Final Assignment: Machine Learning Analysis
Machine learning in this course is assessed by your machine learning analysis on the Oosterhout dataset. During the machine learning modules we will cover several analytical techniques and your are tasked to apply the most suitable technique to answer your research question.
Pre-requisites
By the time we start exploring machine learning you should have:
- created a research questions based on the problem statement;
- a preprocessed of the Oosterhout dataset in powerBI;
- a .csv file extracted from the Oosterhout dataset relevant to your research question.
And finally, when we finished you should have completed module 1 tot 10 of the codecademy course "Basics of Machine Learning".
Modeling
- For every machine learning algorithm we learn we will make a suitable model on the Oosterhout dataset!
- The structure of the model and it's outcome and predictor variables will be informed by you problem statement and/or research question.
- You will then create your fully fitted model.

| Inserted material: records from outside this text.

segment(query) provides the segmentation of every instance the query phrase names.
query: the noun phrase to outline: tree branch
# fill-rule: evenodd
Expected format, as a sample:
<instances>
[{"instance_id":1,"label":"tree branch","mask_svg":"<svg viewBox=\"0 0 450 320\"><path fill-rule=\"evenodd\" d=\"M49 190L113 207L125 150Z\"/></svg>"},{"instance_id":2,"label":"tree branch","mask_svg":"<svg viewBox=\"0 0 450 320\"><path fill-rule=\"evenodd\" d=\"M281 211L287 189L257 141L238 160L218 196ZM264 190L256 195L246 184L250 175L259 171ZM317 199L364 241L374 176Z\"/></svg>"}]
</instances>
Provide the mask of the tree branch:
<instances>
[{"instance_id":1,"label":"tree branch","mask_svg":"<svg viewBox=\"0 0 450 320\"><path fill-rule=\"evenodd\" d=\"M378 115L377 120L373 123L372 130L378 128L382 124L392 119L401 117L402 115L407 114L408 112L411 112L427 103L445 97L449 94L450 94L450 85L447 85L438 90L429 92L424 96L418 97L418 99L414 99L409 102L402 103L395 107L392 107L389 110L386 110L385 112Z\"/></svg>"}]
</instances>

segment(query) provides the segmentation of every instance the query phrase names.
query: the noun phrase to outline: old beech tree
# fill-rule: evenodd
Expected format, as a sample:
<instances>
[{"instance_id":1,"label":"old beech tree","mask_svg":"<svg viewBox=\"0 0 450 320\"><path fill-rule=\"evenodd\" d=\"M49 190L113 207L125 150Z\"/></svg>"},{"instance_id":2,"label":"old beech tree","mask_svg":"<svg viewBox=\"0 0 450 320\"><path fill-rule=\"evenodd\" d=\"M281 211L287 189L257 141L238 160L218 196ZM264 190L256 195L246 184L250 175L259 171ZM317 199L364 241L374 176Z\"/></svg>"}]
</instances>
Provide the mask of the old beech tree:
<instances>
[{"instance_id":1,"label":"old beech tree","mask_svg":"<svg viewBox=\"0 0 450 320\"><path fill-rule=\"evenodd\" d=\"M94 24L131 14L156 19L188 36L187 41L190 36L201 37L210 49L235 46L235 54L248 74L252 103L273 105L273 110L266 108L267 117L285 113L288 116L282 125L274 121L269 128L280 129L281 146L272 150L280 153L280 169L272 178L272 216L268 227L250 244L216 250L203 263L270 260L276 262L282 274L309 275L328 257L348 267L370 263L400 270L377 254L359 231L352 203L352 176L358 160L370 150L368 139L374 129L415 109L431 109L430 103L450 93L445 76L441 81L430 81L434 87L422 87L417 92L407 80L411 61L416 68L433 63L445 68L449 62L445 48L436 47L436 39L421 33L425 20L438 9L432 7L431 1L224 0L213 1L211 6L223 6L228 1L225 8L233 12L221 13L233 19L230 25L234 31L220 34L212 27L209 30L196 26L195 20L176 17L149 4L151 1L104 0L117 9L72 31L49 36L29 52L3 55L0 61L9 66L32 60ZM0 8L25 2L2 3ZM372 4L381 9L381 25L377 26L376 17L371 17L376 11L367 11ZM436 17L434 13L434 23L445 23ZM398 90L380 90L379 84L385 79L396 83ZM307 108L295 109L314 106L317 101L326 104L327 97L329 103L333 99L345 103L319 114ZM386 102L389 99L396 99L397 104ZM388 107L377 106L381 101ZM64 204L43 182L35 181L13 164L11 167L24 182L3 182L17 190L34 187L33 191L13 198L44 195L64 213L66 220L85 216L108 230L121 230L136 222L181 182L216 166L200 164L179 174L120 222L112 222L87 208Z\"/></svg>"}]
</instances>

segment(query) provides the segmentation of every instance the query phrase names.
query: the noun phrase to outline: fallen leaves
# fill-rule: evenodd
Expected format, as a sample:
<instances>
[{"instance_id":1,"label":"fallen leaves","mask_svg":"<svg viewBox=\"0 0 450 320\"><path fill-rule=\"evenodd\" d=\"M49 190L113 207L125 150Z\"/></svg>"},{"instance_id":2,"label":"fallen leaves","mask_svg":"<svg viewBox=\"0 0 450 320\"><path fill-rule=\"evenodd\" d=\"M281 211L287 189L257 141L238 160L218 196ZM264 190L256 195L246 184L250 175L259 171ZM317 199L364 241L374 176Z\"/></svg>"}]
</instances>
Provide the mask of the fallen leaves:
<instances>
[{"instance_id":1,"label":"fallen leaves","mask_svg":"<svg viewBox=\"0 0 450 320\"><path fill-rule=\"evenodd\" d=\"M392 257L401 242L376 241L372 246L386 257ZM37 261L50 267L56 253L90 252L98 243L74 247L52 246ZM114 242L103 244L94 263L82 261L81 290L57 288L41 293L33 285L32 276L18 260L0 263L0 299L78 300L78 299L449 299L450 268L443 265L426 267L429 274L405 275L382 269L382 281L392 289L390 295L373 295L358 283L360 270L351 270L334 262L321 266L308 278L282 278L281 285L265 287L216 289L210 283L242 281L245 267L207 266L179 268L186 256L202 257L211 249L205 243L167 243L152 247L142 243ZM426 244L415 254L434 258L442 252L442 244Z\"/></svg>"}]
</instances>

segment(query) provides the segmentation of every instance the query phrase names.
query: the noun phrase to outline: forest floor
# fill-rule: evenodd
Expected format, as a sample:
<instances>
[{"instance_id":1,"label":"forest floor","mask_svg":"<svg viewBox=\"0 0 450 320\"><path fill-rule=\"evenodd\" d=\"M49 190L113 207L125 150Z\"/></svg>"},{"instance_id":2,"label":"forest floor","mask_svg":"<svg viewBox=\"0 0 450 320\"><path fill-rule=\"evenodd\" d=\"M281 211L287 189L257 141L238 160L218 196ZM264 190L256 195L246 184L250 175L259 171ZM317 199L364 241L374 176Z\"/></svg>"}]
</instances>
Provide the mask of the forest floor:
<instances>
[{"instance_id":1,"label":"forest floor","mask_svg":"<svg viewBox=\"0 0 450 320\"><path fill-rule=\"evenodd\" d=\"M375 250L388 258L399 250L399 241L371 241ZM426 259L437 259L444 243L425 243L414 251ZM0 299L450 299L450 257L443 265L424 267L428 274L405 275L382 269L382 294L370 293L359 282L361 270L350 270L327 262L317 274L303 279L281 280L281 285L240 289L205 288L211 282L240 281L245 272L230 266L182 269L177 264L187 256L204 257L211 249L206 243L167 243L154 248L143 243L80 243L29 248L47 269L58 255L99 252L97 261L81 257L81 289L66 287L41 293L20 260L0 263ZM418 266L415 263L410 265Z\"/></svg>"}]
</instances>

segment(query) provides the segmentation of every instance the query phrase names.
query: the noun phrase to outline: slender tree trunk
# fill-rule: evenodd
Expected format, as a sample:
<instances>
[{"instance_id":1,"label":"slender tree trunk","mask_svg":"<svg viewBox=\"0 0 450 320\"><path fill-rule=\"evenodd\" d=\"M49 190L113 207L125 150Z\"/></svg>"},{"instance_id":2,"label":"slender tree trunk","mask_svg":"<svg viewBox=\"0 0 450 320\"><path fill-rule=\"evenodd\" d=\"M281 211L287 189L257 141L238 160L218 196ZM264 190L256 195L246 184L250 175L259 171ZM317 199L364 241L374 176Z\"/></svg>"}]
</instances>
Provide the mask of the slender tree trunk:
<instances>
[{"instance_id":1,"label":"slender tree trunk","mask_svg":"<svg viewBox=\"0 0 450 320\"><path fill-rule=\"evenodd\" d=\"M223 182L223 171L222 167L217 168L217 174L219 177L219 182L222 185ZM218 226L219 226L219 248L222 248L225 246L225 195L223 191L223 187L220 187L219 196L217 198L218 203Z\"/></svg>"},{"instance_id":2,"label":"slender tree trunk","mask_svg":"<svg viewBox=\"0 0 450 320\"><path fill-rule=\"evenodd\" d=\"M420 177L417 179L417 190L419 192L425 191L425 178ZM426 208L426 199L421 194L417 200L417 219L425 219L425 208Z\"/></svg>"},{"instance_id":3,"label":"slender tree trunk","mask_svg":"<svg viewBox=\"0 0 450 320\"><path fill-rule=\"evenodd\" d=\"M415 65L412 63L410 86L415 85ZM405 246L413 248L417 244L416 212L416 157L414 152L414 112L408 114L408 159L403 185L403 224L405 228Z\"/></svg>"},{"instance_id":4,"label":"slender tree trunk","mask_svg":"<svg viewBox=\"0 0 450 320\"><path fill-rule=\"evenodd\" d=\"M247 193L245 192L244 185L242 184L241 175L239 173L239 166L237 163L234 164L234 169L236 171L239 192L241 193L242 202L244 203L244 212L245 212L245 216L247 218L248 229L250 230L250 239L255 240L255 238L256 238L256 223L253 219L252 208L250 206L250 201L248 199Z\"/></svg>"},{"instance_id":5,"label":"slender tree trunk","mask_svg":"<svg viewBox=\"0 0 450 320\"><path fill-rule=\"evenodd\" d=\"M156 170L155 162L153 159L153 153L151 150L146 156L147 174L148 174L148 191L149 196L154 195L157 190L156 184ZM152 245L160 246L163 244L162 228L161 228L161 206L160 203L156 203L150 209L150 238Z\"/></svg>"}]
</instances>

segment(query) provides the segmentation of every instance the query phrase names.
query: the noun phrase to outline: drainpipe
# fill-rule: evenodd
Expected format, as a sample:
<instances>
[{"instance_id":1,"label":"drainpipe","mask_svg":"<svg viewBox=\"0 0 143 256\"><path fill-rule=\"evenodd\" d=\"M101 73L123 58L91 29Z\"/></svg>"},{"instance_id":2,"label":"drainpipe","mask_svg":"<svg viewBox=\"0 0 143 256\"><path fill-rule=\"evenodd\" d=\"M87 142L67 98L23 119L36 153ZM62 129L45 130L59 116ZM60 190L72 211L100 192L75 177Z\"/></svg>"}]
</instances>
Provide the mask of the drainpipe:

- Subsequently: test, re-fit and validate your model. Create a new model on a new line for every re-fit. Keep track of any predictor variables you exclude from the full model when re-fitting. Motivate why you are excluding; or including new variables using in-line comments.
- Choose the best model regarding your research problem and research question, motivate your answer and submit your evidence; so the filled-in template script below, to github and refer to that script in your learning- and work-log.
Deliverable
Download the Juypter Notebook Templatefor delivering your models here, if you haven't done so already. To download the script, open the raw file, right-click and ‘save as' into a location of choice. Make sure to rename the file appropriately.
The Jupyter notebooks or .py scripts are to be uploaded to Github no later than 5pm on last data lab day.
Assessment Criteria
See the self-assessment in microsoft teams for the assessment criteria.